Dog owners speak out against canine chemo cutoff

Dec 8, 2016 | 10:32 AM

KAMLOOPS — For many dog owners, their pet is a part of the family, and a loyal companion in times of hardship. 

It’s no surprise that people will often go to great lengths to save their dogs when they get sick. 

Come January, however, cancer treatments for canines will no longer be available in Kamloops. 

Royal Inland Hospital’s Oncology Pharmacy will no longer be preparing cancer treatments for local veterinary clinics. It’s a service that clinics, like Riverside Small Animal Hospital, don’t have the ability to provide onsite, at least not before RIH stops providing the chemotherapy drugs.

“The cost of putting a mixing room into any facility is around $75,000,” said Dr. Matt Nicol, veterinarian with Riverside Small Animal Hospital. “The regulations surrounding chemotherapy drugs is for the safety of the people mixing them. They have to be in a separate room, that has to be vented to the outside world, that has its own sterile hood with one of these kind of sci-fi things where you put your hands inside so that you’re never in the same airspace as the drugs. That facility doesn’t exist in a community like this.” 
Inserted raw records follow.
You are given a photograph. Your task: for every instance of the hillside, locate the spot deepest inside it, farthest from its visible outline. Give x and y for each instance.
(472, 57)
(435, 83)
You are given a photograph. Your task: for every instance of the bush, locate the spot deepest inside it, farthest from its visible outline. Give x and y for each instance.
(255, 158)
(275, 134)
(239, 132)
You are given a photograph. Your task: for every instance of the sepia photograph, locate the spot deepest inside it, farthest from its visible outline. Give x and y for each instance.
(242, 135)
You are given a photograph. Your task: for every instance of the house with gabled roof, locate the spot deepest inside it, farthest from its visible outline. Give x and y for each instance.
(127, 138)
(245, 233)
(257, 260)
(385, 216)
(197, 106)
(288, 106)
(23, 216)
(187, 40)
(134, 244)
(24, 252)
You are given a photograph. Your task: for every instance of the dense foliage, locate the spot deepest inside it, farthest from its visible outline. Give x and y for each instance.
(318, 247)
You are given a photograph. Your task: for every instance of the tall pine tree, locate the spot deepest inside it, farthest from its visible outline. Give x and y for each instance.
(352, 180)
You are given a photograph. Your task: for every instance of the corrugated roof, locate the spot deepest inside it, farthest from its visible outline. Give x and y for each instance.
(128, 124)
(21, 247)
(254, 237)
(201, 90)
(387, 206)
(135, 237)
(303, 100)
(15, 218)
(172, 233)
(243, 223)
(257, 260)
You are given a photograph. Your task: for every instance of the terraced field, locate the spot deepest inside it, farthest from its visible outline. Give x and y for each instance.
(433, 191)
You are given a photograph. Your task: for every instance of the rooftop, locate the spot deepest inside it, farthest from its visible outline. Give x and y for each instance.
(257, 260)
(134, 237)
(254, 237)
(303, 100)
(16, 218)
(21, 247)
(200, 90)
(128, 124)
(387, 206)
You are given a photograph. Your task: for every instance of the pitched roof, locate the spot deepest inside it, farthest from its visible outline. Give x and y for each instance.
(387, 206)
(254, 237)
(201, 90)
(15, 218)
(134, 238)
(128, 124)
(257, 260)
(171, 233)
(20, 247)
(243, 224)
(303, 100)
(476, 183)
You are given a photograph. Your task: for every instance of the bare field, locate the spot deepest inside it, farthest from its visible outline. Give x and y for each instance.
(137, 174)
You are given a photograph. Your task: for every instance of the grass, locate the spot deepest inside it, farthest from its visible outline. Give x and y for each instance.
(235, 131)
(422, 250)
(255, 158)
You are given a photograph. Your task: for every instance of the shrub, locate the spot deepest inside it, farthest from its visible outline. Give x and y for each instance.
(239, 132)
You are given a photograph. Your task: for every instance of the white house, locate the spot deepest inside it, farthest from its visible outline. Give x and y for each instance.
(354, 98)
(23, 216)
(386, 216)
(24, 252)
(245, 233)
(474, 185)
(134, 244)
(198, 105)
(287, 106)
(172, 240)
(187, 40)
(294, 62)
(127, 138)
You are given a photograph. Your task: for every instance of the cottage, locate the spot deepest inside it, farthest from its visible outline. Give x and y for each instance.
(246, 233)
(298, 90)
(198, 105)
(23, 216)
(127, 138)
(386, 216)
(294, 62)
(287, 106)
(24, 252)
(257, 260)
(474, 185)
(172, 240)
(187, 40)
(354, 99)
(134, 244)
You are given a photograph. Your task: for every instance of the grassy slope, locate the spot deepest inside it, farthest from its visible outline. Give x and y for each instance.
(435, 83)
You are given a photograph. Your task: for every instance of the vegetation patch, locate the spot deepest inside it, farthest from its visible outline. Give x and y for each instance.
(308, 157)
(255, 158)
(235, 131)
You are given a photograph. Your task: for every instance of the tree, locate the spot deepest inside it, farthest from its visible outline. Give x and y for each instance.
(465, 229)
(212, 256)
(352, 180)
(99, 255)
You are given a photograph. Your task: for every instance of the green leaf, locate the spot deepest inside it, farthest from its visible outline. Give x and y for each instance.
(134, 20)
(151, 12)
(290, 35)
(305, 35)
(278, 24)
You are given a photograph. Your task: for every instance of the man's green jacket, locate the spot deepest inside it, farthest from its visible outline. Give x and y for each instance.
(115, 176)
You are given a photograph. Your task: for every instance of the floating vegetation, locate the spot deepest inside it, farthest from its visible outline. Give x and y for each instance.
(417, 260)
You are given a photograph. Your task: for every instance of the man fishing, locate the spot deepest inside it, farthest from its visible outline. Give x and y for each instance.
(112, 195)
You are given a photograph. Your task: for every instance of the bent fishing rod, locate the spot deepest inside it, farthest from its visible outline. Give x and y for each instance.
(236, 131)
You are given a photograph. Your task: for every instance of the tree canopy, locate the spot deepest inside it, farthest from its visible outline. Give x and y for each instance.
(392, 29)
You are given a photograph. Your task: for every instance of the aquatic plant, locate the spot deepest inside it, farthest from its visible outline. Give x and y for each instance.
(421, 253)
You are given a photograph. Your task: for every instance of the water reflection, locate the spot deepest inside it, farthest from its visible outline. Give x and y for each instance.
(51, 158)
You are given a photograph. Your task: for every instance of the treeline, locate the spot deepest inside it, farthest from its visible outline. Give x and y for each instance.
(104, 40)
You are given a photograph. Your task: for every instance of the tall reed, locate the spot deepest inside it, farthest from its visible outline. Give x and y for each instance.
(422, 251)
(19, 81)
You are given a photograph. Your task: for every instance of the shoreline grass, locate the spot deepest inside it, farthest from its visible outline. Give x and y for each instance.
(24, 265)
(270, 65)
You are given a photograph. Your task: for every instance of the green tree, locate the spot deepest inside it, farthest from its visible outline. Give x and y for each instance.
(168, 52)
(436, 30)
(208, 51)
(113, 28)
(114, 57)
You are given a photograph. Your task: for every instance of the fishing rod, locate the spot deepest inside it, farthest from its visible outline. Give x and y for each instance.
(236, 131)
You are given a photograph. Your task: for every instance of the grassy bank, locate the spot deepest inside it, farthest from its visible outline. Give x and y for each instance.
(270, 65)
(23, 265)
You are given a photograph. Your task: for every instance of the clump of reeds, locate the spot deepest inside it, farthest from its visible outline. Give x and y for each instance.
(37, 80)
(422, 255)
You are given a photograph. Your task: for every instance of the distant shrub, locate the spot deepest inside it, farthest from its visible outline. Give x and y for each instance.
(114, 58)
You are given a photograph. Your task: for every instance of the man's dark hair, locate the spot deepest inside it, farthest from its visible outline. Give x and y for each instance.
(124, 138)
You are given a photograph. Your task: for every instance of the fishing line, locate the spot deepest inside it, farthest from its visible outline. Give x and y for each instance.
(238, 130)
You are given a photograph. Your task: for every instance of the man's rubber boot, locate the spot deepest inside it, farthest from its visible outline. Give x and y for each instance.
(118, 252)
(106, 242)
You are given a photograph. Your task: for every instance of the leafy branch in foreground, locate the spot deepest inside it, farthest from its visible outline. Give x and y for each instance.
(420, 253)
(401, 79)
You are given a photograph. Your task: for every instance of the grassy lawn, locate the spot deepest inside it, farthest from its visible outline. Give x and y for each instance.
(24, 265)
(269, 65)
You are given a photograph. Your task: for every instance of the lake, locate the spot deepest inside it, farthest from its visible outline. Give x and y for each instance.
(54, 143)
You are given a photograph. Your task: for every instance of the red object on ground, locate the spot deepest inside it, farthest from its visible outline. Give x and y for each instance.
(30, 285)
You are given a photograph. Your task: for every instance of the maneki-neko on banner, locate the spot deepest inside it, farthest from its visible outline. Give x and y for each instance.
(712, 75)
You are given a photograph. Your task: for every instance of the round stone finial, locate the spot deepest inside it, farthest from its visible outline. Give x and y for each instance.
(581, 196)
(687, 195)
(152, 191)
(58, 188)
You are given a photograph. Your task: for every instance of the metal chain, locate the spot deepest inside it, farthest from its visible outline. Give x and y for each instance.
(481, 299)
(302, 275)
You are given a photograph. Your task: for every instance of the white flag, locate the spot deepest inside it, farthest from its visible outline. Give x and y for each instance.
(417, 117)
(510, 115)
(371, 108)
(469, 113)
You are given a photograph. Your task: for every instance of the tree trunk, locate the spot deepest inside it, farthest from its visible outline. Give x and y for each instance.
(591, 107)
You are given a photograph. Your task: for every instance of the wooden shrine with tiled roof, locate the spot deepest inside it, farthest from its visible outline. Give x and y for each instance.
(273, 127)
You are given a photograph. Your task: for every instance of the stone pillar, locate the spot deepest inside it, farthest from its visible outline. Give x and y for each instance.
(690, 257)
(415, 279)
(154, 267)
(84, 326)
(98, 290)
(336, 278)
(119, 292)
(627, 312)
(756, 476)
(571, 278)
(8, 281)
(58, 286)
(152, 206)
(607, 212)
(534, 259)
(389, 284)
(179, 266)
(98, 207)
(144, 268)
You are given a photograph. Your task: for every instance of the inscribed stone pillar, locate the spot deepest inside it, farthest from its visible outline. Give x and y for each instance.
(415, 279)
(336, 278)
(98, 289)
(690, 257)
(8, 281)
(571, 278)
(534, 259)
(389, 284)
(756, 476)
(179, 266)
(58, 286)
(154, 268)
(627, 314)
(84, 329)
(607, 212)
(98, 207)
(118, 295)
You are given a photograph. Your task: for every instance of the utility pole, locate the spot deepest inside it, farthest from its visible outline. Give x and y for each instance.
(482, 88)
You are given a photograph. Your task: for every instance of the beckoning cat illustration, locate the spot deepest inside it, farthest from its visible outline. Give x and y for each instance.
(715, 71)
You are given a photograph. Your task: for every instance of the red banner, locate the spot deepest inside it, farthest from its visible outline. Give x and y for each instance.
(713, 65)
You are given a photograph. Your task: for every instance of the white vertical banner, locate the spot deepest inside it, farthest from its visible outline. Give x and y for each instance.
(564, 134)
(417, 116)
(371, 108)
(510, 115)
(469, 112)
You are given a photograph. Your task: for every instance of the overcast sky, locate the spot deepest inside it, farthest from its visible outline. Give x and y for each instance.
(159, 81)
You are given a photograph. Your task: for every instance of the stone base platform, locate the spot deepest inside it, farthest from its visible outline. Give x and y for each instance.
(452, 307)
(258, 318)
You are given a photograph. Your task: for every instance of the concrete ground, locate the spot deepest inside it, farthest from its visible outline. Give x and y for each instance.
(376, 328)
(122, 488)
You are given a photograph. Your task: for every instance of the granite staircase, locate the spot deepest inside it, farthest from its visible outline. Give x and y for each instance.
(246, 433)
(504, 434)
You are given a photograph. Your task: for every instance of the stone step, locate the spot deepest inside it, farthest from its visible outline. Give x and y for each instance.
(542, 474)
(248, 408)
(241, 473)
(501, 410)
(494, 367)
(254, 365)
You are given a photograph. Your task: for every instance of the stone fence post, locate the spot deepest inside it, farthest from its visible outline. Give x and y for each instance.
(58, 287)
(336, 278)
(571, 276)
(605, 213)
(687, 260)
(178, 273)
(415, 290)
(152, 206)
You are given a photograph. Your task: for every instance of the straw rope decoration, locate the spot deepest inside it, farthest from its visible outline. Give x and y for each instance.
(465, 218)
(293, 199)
Dog owners who have seen their pets through cancer treatments at the clinic are disappointed that the drugs will no longer be available. Mel Rothenburger’s dog, Jesse, received cancer treatments and is now cancer free. 
Rothenburger said driving to Vancouver or Calgary is simply not a feasible in many cases.

“Traveling to other centres on a weekly or bi-weekly basis on top of the cost of the treatment in itself is not going to be practical for most people,” Rotherburger said. “At the least we’re hopeful for an extension of the deadline, but that has to be an indefinite extension. It can’t be for two or three months. It has to be until such time as either an alternative is found or the policy is reversed.”

B.C. Health Minister Terry Lake said the hospital was so busy with human chemotherapy patients that it became difficult to provide the service to animals. 

He added Interior Health is willing to be flexible with the January 2 deadline for cutting off the chemotherapy drugs.